A new class of p38alpha inhibitors based on a biaryl-triazolopyridine scaffold was investigated. X-ray crystallographic data of the initial lead compound cocrystallised with p38alpha was crucial in order to uncover a unique binding mode of the inhibitor to the hinge region via a pair of water molecules. Synthesis and SAR was directed towards the improvement of binding affinity, as well as ADME properties for this new class of p38alpha inhibitors and ultimately afforded compounds showing good in vivo efficacy.
Profiling of dihydroorotate dehydrogenase, p38 and JAK inhibitors in the rat adjuvant-induced arthritis model: a translational study.[Pubmed:22229697]

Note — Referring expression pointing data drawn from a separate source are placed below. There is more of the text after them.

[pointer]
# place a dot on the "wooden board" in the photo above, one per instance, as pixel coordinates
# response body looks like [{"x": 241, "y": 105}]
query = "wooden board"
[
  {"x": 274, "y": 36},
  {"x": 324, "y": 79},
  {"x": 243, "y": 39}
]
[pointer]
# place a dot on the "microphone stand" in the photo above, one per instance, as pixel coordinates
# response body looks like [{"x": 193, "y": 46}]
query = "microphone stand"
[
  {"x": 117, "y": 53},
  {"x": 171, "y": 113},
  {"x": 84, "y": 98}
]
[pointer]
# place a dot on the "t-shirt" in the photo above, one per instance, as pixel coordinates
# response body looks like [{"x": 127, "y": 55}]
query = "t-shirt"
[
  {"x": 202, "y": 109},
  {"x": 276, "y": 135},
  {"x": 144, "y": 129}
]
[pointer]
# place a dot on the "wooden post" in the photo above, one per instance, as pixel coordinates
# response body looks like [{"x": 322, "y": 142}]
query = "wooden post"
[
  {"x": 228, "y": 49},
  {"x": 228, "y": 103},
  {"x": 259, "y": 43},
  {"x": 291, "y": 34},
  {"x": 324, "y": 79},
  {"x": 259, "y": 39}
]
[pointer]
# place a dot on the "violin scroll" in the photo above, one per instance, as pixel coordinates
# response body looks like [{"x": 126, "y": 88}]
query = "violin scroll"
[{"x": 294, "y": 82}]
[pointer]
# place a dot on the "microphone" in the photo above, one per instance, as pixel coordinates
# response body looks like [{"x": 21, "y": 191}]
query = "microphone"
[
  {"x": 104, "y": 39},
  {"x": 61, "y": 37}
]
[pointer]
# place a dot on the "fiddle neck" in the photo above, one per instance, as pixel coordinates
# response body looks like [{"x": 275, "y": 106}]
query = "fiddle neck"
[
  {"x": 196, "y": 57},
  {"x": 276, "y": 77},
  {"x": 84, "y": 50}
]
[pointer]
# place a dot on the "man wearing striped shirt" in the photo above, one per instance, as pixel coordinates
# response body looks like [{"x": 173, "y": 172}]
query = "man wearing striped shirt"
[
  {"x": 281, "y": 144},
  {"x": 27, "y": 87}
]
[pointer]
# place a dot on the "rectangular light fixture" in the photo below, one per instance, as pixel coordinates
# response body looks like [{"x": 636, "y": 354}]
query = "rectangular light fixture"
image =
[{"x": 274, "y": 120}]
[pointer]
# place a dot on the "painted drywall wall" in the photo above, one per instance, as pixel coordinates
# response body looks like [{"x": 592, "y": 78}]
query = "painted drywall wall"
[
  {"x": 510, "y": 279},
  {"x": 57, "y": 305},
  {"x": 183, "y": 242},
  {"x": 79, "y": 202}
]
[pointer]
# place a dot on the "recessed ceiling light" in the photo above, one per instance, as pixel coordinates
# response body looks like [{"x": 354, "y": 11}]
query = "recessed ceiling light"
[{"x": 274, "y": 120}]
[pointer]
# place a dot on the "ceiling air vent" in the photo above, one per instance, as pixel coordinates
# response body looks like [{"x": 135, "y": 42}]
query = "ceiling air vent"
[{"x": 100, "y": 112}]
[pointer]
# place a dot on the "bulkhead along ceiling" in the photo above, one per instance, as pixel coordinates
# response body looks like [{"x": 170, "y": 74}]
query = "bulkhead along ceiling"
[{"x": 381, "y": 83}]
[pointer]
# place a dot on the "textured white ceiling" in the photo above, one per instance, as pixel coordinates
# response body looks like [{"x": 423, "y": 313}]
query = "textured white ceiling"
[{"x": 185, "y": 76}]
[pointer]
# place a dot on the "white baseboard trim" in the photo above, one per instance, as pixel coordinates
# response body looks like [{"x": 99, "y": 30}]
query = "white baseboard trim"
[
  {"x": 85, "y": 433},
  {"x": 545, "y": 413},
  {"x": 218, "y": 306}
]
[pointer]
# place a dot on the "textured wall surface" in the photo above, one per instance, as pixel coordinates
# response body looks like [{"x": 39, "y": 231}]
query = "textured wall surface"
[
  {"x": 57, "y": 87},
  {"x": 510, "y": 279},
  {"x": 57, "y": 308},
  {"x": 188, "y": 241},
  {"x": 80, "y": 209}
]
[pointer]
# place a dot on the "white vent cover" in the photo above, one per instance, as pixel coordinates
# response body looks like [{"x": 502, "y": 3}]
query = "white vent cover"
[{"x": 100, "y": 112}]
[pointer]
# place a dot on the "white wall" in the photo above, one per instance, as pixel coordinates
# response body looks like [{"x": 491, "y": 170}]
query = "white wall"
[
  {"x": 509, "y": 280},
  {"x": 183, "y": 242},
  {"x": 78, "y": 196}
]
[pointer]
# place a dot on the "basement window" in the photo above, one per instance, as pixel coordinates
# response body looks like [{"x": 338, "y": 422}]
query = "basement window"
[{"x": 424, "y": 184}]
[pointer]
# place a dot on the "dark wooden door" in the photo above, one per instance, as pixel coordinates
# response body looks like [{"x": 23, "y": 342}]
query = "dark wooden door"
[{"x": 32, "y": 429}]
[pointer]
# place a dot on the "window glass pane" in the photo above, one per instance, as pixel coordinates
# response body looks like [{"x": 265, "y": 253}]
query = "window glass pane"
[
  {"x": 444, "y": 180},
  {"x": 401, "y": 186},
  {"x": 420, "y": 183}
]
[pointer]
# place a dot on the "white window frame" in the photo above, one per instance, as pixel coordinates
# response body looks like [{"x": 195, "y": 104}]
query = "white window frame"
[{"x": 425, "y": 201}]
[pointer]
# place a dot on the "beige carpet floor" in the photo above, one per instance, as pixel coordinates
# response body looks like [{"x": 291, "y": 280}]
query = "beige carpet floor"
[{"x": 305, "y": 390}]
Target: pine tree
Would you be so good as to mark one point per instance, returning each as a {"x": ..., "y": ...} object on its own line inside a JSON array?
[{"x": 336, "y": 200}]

Br J Pharmacol. 2012 Jun;166(4):1320-32.
BACKGROUND AND PURPOSE: Translational animal models are essential in the prediction of the efficacy and side effects of new chemical entities. We have carried out a thorough study of three distinct disease-modifying antirheumatic drugs (DMARDs) in an adjuvant-induced arthritis (AIA) model in the rat and critically appraised the results in the context of the reported clinical experience in rheumatoid arthritis (RA) patients. EXPERIMENTAL APPROACH: Teriflunomide - a dihydroorotate dehydrogenase (DHODH) inhibitor; AL8697 - a selective p38 MAPK inhibitor; and tofacitinib - a Janus kinase (JAK) inhibitor; were selected as representatives of their class and dose-response studies carried out using a therapeutic 10-day administration scheme in arthritic rats. Paw swelling and body weight were periodically monitored, and joint radiology and histology, lymph organ weight and haematological and biochemical parameters evaluated at study completion. KEY RESULTS: All three drugs demonstrated beneficial effects on paw swelling, bone lesions and splenomegalia, with p38 inhibition providing the best anti-inflammatory effect and JAK inhibition the best DMARD effect. Leukopenia, body weight loss and gastrointestinal toxicity were dose-dependently observed with teriflunomide treatment. p38 MAPK inhibition induced leukocytosis and increased total plasma cholesterol. JAK inhibition, normalized platelet, reticulocyte and neutrophil counts, and alanine aminotransferase (ALT) levels while inducing lymphopenia and cholesterolemia. CONCLUSIONS AND IMPLICATIONS: This multiparametric approach can reveal specific drug properties and provide translational information. Whereas the complex profile for p38 inhibition in AIA is not observed in human RA, immunosuppressants such as DHODH and JAK inhibitors show DMARD properties and side effects seen in both AIA and RA.